# Sig Sauer P 230 Unsafe



## reese2 (Nov 1, 2009)

I saw a post somewhere that it could discharge if dropped. The one I have was manufactured in West German, late 1980s, I guess. I purchased it in the early 90s. Is there any truth to this rumor? Thanks


----------



## Growler67 (Sep 8, 2008)

The inherant design of the SiG Classic "P" Series, of which the P230 is one, mitigates this factor very well. There are no guarentees, however, but let me explain what I mean.

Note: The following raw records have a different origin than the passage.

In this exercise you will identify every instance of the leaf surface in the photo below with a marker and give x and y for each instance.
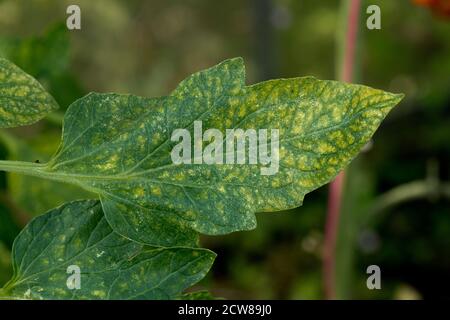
(119, 146)
(23, 100)
(111, 266)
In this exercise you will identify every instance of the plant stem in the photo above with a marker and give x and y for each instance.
(27, 168)
(346, 55)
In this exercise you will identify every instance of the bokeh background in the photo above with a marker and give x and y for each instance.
(396, 205)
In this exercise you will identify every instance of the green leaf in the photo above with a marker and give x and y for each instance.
(119, 146)
(47, 58)
(111, 266)
(36, 196)
(23, 100)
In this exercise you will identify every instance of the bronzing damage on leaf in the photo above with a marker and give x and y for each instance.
(119, 146)
(72, 253)
(23, 100)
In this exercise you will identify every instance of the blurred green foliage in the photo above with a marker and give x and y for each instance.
(146, 47)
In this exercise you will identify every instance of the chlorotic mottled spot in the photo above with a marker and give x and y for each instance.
(111, 266)
(23, 100)
(119, 146)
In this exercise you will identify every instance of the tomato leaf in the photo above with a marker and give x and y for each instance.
(23, 100)
(119, 146)
(110, 266)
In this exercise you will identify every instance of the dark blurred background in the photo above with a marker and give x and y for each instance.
(396, 205)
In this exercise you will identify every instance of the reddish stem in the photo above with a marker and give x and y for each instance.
(336, 186)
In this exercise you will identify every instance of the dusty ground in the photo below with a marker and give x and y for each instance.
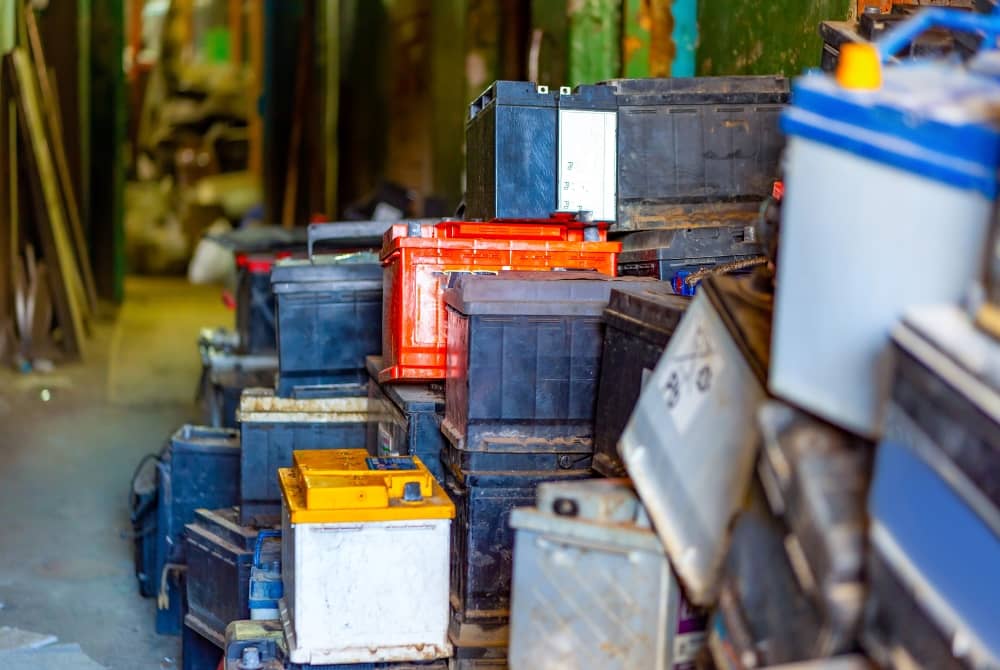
(69, 441)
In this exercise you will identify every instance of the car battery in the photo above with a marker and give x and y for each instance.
(418, 261)
(198, 468)
(272, 427)
(524, 360)
(944, 401)
(255, 302)
(365, 550)
(260, 645)
(586, 179)
(816, 478)
(482, 544)
(766, 617)
(224, 375)
(586, 561)
(638, 325)
(666, 254)
(329, 312)
(143, 500)
(510, 155)
(933, 599)
(200, 650)
(406, 419)
(219, 558)
(693, 141)
(923, 138)
(691, 443)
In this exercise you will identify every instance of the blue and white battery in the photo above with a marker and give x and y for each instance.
(265, 576)
(889, 194)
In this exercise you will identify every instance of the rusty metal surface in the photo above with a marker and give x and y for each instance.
(261, 405)
(653, 216)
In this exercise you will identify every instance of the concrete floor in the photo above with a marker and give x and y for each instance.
(65, 464)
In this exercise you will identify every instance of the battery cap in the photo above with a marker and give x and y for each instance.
(860, 68)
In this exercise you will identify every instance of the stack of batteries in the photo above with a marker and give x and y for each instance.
(524, 353)
(680, 167)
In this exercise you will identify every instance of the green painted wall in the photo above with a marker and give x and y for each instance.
(758, 37)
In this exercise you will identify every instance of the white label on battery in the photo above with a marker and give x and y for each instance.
(587, 162)
(686, 648)
(690, 373)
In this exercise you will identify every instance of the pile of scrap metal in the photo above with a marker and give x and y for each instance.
(191, 156)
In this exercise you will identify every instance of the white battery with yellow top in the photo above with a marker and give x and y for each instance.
(365, 554)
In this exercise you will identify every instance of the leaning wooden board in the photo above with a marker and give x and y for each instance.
(68, 293)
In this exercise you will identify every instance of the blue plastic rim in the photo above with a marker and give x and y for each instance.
(259, 544)
(986, 25)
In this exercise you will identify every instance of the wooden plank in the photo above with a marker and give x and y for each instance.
(65, 281)
(255, 43)
(53, 124)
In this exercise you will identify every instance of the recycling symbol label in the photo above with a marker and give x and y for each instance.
(690, 372)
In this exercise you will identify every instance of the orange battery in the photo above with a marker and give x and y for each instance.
(418, 259)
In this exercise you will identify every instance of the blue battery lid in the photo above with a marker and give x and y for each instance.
(934, 119)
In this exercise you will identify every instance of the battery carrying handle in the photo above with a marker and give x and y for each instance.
(986, 25)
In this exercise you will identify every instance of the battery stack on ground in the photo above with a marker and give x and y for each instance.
(329, 316)
(405, 419)
(675, 255)
(695, 152)
(524, 352)
(365, 545)
(255, 302)
(225, 373)
(219, 553)
(198, 468)
(419, 259)
(691, 443)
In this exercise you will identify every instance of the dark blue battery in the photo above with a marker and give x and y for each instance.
(329, 318)
(198, 468)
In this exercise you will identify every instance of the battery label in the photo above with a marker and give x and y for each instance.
(588, 151)
(395, 463)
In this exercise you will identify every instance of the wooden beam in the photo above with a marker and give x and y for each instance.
(53, 124)
(56, 241)
(303, 69)
(235, 15)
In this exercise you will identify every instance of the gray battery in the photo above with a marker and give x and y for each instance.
(510, 156)
(691, 443)
(592, 585)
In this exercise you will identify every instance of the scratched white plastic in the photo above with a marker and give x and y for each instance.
(860, 243)
(588, 155)
(690, 445)
(365, 592)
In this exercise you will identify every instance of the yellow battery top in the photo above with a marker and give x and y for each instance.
(348, 485)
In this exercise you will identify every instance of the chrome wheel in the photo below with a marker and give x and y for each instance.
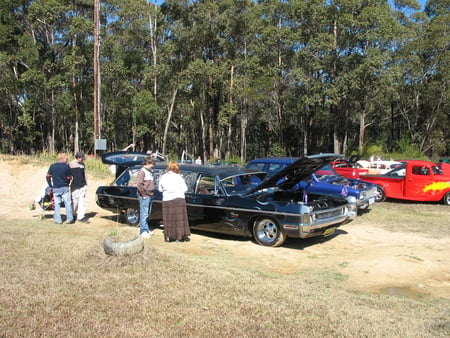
(446, 199)
(380, 196)
(268, 232)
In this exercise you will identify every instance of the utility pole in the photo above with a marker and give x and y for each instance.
(97, 81)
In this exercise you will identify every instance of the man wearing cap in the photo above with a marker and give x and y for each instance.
(58, 178)
(79, 187)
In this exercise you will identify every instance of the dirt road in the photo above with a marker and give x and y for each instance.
(372, 259)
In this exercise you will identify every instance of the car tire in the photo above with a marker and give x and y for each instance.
(268, 232)
(123, 248)
(380, 195)
(446, 198)
(131, 217)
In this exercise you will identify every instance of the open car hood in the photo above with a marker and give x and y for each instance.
(299, 170)
(124, 158)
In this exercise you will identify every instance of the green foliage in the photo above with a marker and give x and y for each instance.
(276, 151)
(242, 76)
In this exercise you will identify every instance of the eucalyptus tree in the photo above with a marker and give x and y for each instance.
(129, 83)
(355, 46)
(424, 60)
(14, 60)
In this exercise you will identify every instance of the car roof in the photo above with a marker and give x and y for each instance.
(284, 160)
(299, 170)
(221, 171)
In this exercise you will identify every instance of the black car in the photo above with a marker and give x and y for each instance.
(241, 202)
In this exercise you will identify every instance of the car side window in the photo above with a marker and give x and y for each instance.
(420, 170)
(190, 179)
(273, 168)
(205, 185)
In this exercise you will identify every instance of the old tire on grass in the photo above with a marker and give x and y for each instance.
(123, 248)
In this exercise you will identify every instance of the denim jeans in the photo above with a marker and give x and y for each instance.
(79, 202)
(145, 209)
(60, 195)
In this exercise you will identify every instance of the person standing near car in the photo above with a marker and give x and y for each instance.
(79, 187)
(58, 178)
(173, 188)
(145, 187)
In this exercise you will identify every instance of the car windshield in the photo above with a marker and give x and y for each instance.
(242, 183)
(398, 171)
(325, 173)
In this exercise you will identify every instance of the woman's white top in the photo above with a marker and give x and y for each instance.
(172, 185)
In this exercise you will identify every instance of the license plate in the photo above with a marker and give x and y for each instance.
(329, 231)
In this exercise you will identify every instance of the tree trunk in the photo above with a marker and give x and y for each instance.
(169, 117)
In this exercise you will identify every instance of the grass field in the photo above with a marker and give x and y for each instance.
(59, 282)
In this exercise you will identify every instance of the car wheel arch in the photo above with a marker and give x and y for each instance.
(267, 231)
(446, 198)
(131, 216)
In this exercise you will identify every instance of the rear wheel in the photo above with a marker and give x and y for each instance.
(446, 198)
(132, 217)
(380, 196)
(268, 232)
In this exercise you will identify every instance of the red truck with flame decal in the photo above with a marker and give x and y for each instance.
(414, 181)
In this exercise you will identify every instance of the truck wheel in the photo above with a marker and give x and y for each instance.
(380, 196)
(446, 198)
(132, 217)
(268, 232)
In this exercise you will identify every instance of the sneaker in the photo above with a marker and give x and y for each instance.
(146, 234)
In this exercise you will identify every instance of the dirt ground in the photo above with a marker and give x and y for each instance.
(415, 266)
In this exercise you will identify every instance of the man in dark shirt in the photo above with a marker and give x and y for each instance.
(58, 178)
(79, 187)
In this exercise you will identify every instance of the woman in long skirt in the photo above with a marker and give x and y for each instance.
(173, 188)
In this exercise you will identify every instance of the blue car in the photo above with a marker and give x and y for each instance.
(324, 181)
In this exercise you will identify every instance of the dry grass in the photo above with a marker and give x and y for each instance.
(57, 281)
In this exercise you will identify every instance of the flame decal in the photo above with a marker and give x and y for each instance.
(436, 186)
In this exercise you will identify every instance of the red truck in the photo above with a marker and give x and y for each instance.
(414, 181)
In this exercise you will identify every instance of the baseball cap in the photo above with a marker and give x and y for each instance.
(80, 154)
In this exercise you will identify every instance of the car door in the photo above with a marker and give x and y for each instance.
(419, 176)
(203, 204)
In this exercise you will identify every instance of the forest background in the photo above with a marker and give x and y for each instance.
(229, 79)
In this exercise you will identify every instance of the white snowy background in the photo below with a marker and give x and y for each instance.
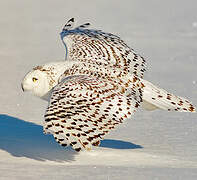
(151, 146)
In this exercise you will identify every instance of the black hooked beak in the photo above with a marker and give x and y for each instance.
(22, 87)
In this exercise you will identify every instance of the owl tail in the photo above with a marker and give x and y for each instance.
(157, 98)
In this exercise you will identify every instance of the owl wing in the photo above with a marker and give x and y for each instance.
(81, 42)
(83, 109)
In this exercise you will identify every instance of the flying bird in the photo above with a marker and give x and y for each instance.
(88, 99)
(99, 86)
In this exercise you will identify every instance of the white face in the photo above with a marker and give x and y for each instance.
(36, 82)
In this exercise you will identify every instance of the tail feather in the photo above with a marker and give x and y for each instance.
(157, 98)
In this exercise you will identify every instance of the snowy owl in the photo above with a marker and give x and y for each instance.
(88, 44)
(88, 99)
(98, 86)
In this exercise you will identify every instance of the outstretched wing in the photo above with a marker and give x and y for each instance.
(81, 43)
(83, 109)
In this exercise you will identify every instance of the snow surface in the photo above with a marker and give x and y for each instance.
(153, 145)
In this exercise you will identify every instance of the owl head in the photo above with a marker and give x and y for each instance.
(41, 79)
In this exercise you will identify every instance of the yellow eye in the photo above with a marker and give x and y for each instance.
(34, 79)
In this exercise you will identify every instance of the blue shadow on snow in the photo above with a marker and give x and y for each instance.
(25, 139)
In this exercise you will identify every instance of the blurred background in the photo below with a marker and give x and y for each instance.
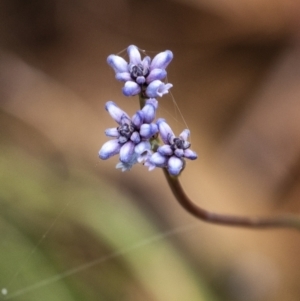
(75, 228)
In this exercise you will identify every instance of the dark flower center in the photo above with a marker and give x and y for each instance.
(138, 70)
(125, 130)
(179, 143)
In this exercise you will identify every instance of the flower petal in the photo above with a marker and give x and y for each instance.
(189, 154)
(153, 101)
(126, 152)
(131, 89)
(112, 132)
(138, 118)
(146, 62)
(161, 60)
(149, 112)
(148, 130)
(158, 160)
(165, 150)
(109, 149)
(135, 137)
(156, 74)
(125, 166)
(123, 76)
(165, 131)
(117, 63)
(175, 165)
(134, 55)
(157, 88)
(140, 80)
(115, 112)
(142, 147)
(179, 152)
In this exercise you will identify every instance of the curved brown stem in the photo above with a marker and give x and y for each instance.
(281, 221)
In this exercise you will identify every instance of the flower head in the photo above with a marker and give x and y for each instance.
(138, 73)
(131, 137)
(171, 155)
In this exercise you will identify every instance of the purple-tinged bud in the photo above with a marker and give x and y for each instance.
(109, 149)
(131, 89)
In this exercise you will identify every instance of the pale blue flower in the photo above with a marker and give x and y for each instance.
(138, 73)
(131, 136)
(171, 155)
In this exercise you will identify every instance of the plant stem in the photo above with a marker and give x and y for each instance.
(281, 221)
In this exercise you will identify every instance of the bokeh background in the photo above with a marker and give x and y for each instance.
(73, 227)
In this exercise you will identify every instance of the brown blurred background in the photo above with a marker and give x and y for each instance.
(236, 74)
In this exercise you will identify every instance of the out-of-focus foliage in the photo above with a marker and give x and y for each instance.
(73, 227)
(76, 238)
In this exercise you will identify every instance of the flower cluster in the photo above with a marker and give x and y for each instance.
(142, 76)
(136, 139)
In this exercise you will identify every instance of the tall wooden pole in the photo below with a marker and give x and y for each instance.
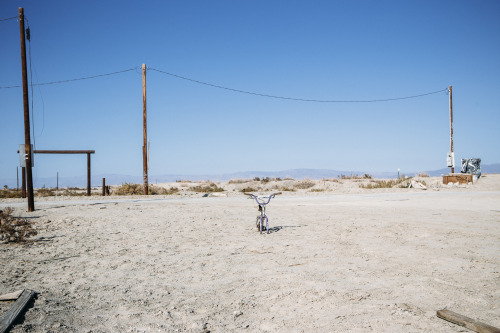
(88, 174)
(451, 127)
(23, 182)
(145, 135)
(27, 137)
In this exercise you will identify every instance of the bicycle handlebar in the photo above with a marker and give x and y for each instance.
(256, 198)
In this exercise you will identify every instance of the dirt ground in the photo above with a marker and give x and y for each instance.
(339, 260)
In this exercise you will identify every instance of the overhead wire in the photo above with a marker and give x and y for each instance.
(239, 90)
(293, 98)
(72, 80)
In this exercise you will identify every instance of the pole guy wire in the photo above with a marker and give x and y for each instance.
(77, 79)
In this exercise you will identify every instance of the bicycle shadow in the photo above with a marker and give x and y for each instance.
(278, 228)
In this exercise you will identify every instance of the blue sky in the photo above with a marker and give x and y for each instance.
(324, 50)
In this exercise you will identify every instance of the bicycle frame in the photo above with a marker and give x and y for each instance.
(261, 201)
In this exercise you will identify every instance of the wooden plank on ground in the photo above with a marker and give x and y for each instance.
(467, 322)
(10, 316)
(11, 296)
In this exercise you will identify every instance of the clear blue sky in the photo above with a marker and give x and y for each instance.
(325, 50)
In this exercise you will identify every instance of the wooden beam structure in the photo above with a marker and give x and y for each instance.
(10, 316)
(467, 322)
(88, 152)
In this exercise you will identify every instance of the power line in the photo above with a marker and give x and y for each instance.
(297, 99)
(77, 79)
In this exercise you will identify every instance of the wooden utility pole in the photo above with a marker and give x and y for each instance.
(23, 182)
(145, 135)
(27, 137)
(451, 128)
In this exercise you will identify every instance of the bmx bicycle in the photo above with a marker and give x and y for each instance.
(262, 201)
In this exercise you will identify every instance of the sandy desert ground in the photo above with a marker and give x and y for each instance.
(339, 258)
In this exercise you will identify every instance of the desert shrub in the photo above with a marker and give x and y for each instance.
(401, 182)
(45, 192)
(304, 184)
(129, 189)
(73, 192)
(209, 188)
(287, 189)
(249, 189)
(14, 229)
(10, 193)
(351, 176)
(157, 190)
(239, 181)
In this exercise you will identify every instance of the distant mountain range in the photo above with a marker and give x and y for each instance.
(115, 179)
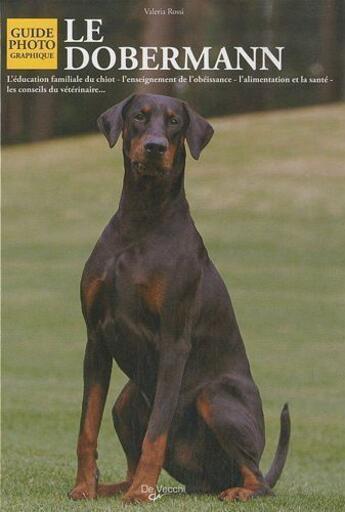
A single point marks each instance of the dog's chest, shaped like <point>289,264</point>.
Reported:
<point>141,281</point>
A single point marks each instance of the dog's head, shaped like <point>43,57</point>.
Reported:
<point>154,129</point>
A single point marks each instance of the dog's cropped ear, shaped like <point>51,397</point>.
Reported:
<point>199,132</point>
<point>110,122</point>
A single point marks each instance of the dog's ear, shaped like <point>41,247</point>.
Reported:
<point>110,122</point>
<point>199,132</point>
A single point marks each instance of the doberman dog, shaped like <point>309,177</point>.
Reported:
<point>153,301</point>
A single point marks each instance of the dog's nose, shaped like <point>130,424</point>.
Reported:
<point>156,147</point>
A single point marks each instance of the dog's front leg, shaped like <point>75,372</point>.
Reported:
<point>172,361</point>
<point>97,370</point>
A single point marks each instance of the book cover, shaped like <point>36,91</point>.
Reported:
<point>172,254</point>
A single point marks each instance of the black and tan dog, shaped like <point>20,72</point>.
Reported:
<point>153,301</point>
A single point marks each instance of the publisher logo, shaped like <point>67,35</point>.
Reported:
<point>32,43</point>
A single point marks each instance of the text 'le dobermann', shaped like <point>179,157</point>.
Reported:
<point>153,301</point>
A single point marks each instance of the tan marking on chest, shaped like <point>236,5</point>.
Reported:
<point>92,293</point>
<point>153,292</point>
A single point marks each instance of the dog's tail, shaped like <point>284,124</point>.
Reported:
<point>282,449</point>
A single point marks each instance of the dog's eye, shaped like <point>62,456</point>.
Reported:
<point>140,117</point>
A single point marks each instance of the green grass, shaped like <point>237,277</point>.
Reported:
<point>268,199</point>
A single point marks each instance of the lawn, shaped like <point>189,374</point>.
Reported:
<point>268,198</point>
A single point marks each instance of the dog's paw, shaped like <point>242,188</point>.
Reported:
<point>106,490</point>
<point>83,491</point>
<point>236,494</point>
<point>133,496</point>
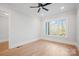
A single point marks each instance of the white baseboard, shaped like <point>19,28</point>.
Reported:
<point>3,40</point>
<point>23,43</point>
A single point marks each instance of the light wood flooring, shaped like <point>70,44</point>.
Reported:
<point>42,48</point>
<point>3,46</point>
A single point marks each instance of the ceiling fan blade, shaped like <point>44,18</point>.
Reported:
<point>39,4</point>
<point>34,7</point>
<point>45,9</point>
<point>47,4</point>
<point>39,10</point>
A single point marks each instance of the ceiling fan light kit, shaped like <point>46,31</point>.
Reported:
<point>41,6</point>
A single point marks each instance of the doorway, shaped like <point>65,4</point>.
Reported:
<point>4,31</point>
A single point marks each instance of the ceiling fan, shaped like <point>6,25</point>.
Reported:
<point>41,6</point>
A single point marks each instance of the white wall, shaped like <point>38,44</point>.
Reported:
<point>71,27</point>
<point>78,28</point>
<point>22,29</point>
<point>25,29</point>
<point>4,28</point>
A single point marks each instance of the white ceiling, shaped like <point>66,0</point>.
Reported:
<point>53,8</point>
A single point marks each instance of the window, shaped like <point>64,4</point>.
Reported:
<point>56,27</point>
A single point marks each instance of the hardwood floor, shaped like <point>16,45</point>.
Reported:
<point>42,48</point>
<point>3,46</point>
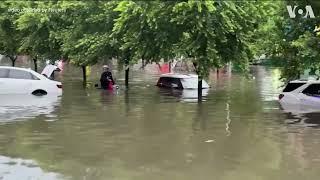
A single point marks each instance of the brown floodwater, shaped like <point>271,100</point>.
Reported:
<point>239,132</point>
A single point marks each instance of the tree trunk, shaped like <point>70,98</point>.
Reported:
<point>127,75</point>
<point>35,62</point>
<point>199,89</point>
<point>84,75</point>
<point>13,60</point>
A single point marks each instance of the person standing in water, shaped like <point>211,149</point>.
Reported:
<point>106,78</point>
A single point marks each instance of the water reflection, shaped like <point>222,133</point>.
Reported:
<point>19,107</point>
<point>147,133</point>
<point>21,169</point>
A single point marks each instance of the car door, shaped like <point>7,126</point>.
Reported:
<point>4,74</point>
<point>310,96</point>
<point>19,82</point>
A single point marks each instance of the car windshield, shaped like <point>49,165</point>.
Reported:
<point>293,86</point>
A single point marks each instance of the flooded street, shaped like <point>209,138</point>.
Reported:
<point>239,132</point>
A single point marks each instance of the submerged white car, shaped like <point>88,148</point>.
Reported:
<point>180,81</point>
<point>15,80</point>
<point>301,96</point>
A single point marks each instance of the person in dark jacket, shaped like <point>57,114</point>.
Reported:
<point>106,78</point>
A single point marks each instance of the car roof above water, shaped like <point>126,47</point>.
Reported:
<point>309,81</point>
<point>16,68</point>
<point>179,76</point>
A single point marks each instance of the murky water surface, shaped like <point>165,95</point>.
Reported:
<point>239,132</point>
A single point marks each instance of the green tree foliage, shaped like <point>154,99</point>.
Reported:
<point>10,37</point>
<point>293,41</point>
<point>38,29</point>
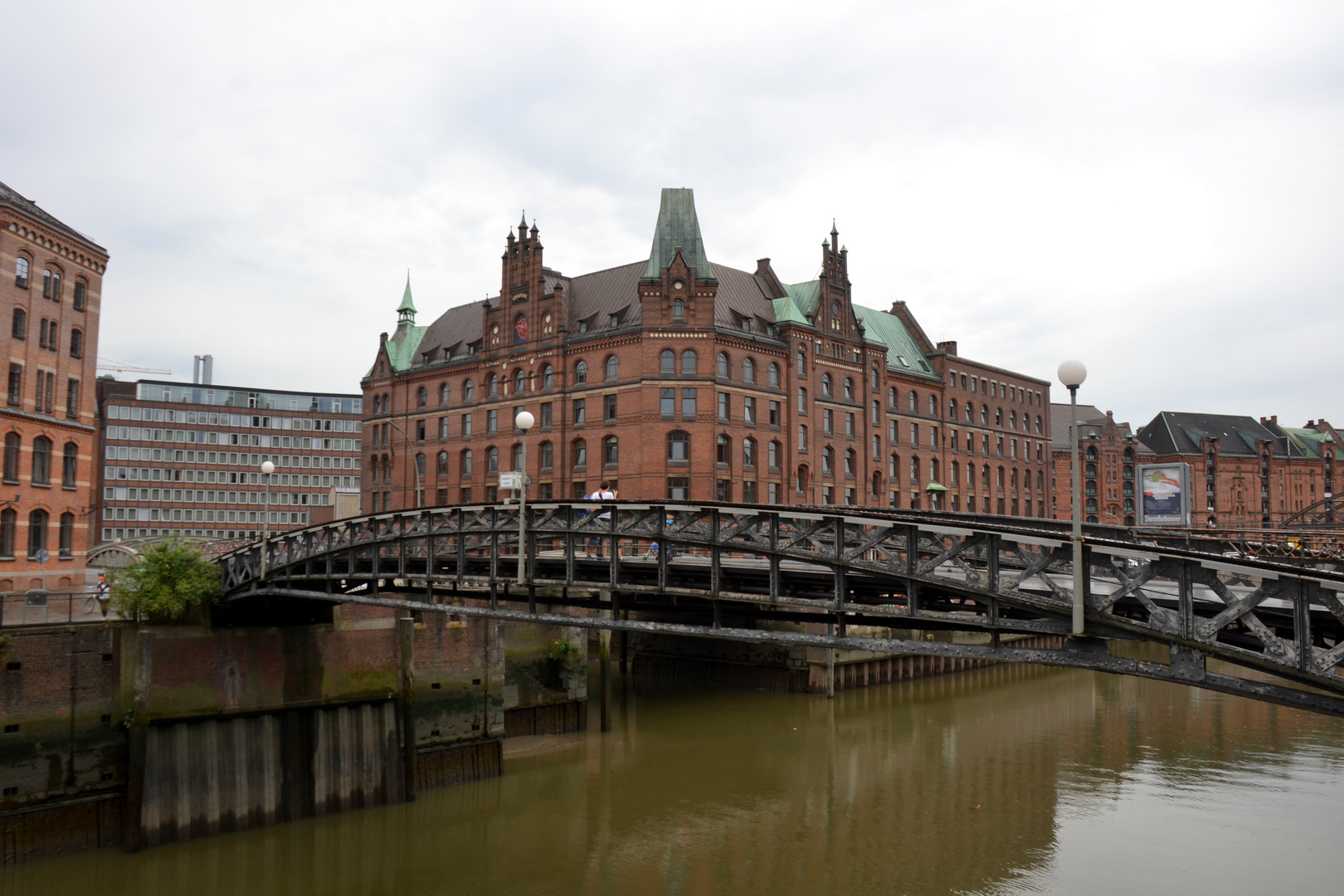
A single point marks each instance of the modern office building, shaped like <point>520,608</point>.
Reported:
<point>184,458</point>
<point>675,377</point>
<point>51,293</point>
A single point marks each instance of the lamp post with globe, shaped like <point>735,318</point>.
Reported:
<point>266,469</point>
<point>523,422</point>
<point>1073,373</point>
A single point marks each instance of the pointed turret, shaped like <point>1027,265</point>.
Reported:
<point>407,310</point>
<point>678,227</point>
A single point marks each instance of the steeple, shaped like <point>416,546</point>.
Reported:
<point>407,310</point>
<point>678,227</point>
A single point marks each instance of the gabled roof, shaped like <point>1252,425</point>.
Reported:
<point>11,197</point>
<point>903,353</point>
<point>678,226</point>
<point>1181,433</point>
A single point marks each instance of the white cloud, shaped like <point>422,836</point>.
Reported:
<point>1153,187</point>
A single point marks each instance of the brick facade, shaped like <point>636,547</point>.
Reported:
<point>678,377</point>
<point>51,296</point>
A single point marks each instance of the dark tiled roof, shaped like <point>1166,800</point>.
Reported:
<point>11,197</point>
<point>1181,433</point>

The hammer at rest does NOT make contact with the exposed end of the firing pin. To get a Classic "P" Series to fire you HAVE to cycle the trigger. Might sound basic and almost stupid but it is why I love SiG's so much over the 1911/BHP style cocked and locked systems. What that does is accuates a cam that lifts a firing pin block located in the breech block assembly just prior to releasing the hammer seer to travel forward allowing it to strike the firing pin. There is also a hammer block mechanism that allows for the decockig lever (should it ever fail during use) to not disengage it so the hammer can be placed in its rest position safely.

If you are really worried about it, don't drop it on the hammer. Seriously, I wouldn't be overly concerned with an AD with a SiG from being dropped.


----------



## reese2 (Nov 1, 2009)

*Sig P 230 Unsafe*

Your explanation makes sense. Thanks - reese2


----------